The colonial volunteers of the 7th and 8th Schützenkompanien (rifle companies) arrived by railway to stiffen the pressed Askari lines. The normally mounted 8th Schützenkompanie had left their horses at Neu Moshi. By late afternoon on 4 November, Lettow-Vorbeck ordered his last reserves, the 13th and 4th Askari Feldkompanien (field companies) – the 4th had just reached Tanga by train), to envelop the British flank and rear by launching bayonet attacks along the entire front to "bugle calls and piercing tribal war cries." At least three battalions of the Imperial Service Brigade would have been wiped out to a man, if they had not taken to their heels. All semblance of order vanished as Force B's retirement "degenerated into total rout."

Still outnumbered nine to one, caution overtook some of the German officers. Through a series of errors by the buglers and misunderstandings by an officer to disengage and consolidate, the Askari withdrew to a camp several miles west of Tanga. As soon as Lettow-Vorbeck learned of this, he countermanded the move and ordered a redeployment that was not completed until early morning. "For nearly all of the night [before sunrise 5 November], Tanga was Aitken's for the taking. It was the most stupendous irony of the battle."

==Aftermath==
Furious and frustrated, Aitken ordered a general withdrawal. In their retreat and evacuation back to the transports that lasted well into the night, the attacking troops left behind nearly all their equipment. "Lettow-Vorbeck was able to re-arm three Askari companies with modern rifles, for which he now had 600,000 rounds of ammunition. He also had sixteen more machine guns, valuable field telephones" and enough clothing to last the Schutztruppe for a year. On the morning of 5 November, Force B's intelligence officer—Captain Richard Meinertzhagen—entered Tanga under a white flag, bringing medical supplies and carrying a letter from General Aitken apologizing for shelling the hospital. The streets of Tanga were strewn with dead and wounded. German doctors and their African orderlies worked tirelessly and "with a fine disregard for their patients' uniforms."

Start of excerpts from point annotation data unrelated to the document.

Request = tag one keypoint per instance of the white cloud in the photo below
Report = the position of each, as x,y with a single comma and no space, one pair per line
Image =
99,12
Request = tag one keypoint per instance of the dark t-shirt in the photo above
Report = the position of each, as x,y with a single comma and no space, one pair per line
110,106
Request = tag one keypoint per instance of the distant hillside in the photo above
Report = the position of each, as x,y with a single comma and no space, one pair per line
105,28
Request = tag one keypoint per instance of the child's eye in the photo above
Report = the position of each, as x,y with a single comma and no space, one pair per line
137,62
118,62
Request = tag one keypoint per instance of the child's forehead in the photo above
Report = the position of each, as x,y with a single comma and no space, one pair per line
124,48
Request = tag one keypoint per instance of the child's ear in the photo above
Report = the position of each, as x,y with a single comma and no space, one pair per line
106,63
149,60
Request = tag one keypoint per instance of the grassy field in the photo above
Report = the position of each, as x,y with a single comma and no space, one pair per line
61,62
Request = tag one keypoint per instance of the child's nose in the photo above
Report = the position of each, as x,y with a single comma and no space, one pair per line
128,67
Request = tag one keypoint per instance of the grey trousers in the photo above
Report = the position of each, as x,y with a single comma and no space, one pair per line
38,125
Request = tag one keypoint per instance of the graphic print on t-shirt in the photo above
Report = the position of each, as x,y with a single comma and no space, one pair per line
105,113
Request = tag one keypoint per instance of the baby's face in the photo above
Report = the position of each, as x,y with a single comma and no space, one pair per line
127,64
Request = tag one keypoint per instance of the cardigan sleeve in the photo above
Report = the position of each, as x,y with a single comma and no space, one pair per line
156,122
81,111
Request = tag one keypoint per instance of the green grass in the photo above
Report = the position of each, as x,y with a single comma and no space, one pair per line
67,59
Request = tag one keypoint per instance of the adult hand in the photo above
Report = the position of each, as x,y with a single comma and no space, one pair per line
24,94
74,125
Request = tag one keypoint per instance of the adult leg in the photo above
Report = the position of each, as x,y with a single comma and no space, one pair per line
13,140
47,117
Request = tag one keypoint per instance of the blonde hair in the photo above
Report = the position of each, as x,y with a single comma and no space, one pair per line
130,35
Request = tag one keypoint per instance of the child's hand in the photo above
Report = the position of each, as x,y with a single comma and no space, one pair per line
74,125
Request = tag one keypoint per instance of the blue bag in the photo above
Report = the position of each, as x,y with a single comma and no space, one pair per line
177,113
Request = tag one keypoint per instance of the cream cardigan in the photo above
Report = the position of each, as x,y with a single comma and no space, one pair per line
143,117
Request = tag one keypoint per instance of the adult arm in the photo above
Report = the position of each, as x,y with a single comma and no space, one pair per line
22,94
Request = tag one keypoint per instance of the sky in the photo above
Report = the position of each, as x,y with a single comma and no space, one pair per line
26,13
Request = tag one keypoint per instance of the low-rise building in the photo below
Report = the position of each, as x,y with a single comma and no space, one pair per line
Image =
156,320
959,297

The successful defence of Tanga was the first of many achievements of Lettow-Vorbeck during his long campaign in East Africa. For the British, however, the battle was nothing short of a disaster, and was recorded in the British Official History of the War as "one of the most notable failures in British military history." Casualties included 360 killed and 487 wounded on the British side; the Schutztruppe lost 16 Germans and 55 Askaris killed, and 76 total wounded.

Paul von Lettow-Vorbeck initially estimated the number of British killed at 800 but later said that he believed the number was more likely over 2,000. The Germans subsequently released the British officers who had been wounded or captured after they gave their word not to fight again during the war.